Pentesting tools like Metasploit, Burp, ExploitPack, BeEF, etc. are used by security practitioners to identify possible vulnerability points and to assess compliance with security policies.  The process of setting up a pentesting environment scan be time consuming and cumbersome.

We explore the application of partially observable Markov decision processes (POMDP) to this domain. 

Honeypot Turing Test

The honeypot is a method of cybersecurity in which a bait (‘honey’) system/network is designed to emulate or act as a real system/network to divert malicious attacks upon the actual real system/network. 

Machine learning holds the promise of realistically simulating protocols in a way that fools the attacker but does not compromise the system.

Detecting Money Laundering

Financial institutions have a regulatory requirement to monitor account activity for anti-money laundering (AML). Regulators take the monitoring and reporting requirements very seriously as evidenced by a recent set of FinCEN fines.  

One challenge with AML is that it rarely manifests as the activity of a single person, business, account, or a transaction.
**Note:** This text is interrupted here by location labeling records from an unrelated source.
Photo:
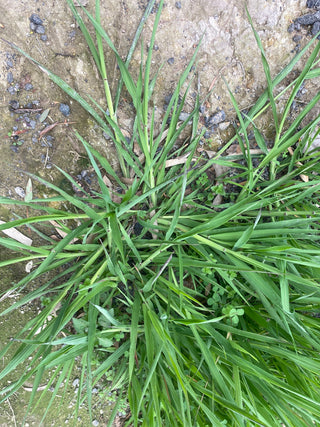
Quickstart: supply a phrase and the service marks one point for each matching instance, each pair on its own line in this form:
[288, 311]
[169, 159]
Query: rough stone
[35, 19]
[64, 109]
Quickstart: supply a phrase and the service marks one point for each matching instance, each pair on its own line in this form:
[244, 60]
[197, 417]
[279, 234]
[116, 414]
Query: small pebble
[28, 86]
[296, 38]
[9, 77]
[297, 26]
[64, 109]
[35, 19]
[14, 104]
[40, 29]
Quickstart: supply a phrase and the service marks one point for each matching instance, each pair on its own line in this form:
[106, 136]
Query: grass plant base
[204, 315]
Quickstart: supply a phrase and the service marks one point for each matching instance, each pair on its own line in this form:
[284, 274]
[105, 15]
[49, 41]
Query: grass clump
[206, 316]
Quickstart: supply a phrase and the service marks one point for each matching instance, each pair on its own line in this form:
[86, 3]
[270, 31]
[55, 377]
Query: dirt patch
[31, 103]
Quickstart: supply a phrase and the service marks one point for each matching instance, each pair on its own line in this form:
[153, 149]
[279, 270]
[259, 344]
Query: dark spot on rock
[296, 38]
[216, 118]
[291, 28]
[313, 4]
[315, 29]
[308, 19]
[40, 29]
[64, 109]
[9, 77]
[14, 148]
[14, 104]
[297, 26]
[35, 19]
[28, 86]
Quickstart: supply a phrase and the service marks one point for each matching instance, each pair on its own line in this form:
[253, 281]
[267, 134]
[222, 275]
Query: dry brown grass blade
[16, 235]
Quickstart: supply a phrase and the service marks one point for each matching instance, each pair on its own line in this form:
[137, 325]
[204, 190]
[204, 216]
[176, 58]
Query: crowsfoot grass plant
[206, 316]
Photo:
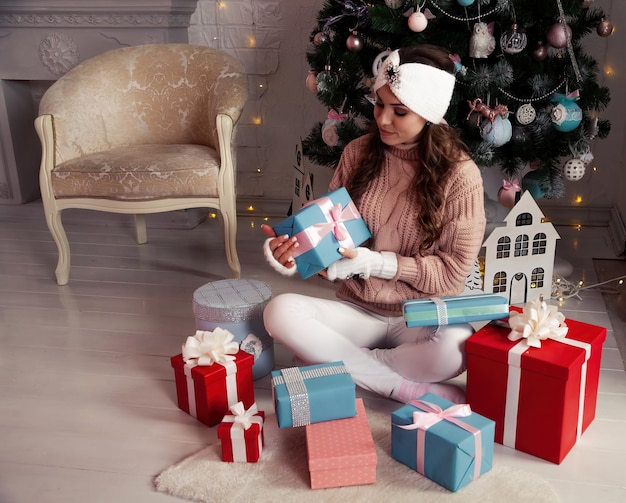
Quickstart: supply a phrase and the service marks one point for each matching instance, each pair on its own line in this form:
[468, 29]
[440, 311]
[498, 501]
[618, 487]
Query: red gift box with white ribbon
[241, 434]
[543, 395]
[211, 375]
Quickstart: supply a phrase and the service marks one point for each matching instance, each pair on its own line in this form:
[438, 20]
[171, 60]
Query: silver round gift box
[237, 305]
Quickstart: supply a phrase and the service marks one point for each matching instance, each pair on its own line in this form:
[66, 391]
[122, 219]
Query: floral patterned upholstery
[142, 129]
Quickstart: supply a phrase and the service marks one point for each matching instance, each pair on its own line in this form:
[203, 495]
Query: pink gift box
[341, 452]
[242, 445]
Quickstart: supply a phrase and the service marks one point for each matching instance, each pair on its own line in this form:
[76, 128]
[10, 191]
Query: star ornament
[536, 323]
[207, 348]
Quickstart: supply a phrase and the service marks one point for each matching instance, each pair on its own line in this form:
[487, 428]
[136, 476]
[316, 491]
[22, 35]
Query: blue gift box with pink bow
[445, 442]
[322, 227]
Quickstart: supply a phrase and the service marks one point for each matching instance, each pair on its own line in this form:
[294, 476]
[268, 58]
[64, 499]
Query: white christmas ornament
[574, 170]
[525, 114]
[482, 42]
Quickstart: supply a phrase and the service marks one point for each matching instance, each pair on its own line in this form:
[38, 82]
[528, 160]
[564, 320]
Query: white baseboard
[617, 232]
[573, 215]
[182, 219]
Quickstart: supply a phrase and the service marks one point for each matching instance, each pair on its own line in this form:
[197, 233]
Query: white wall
[269, 37]
[288, 110]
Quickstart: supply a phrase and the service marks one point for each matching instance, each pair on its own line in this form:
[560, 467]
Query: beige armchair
[142, 129]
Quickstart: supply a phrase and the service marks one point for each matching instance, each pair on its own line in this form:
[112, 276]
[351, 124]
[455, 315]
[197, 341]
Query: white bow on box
[243, 418]
[536, 323]
[207, 348]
Therefore detection requires behavioral pattern analysis of transactions occurring over time and involving a set of (not obviously) related real-world entities.

Deep Learning Approach to Fraud

When creating a feature space for adversarial use cases like payment fraud, account takeover fraud and internal fraud, data scientists can rely on domain knowledge, intuition, personal experience and ultimately and if labeled data is available-variable selection.

Often the objective of constructing such feature spaces is to do anomaly / outlier detection by capturing enough attributes and aggregates that can delineate normal and extraordinary user behavior.

Applying ML to InfoSec

There seems to be very little overlap currently between the worlds of infosec and machine learning. If a data scientist attended Black Hat and a network security expert went to NIPS, they would be equally at a loss. 

This is unfortunate because infosec can definitely benefit from a probabilistic approach but a significant amount of domain expertise is required in order to apply ML methods.

Formulation of Adversarial Machine Learning

Machine learning is being used in a variety of domains to restrict or prevent undesirable behaviors by hackers, fraudsters and even ordinary users.  Algorithms deployed for fraud prevention, network security, anti-money laundering belong to the broad area of adversarial machine learning where instead of ML trying to learn the patterns of benevolent nature, it is confronted with a malicious adversary that is looking for opportunities to exploit loopholes and weaknesses for personal gain.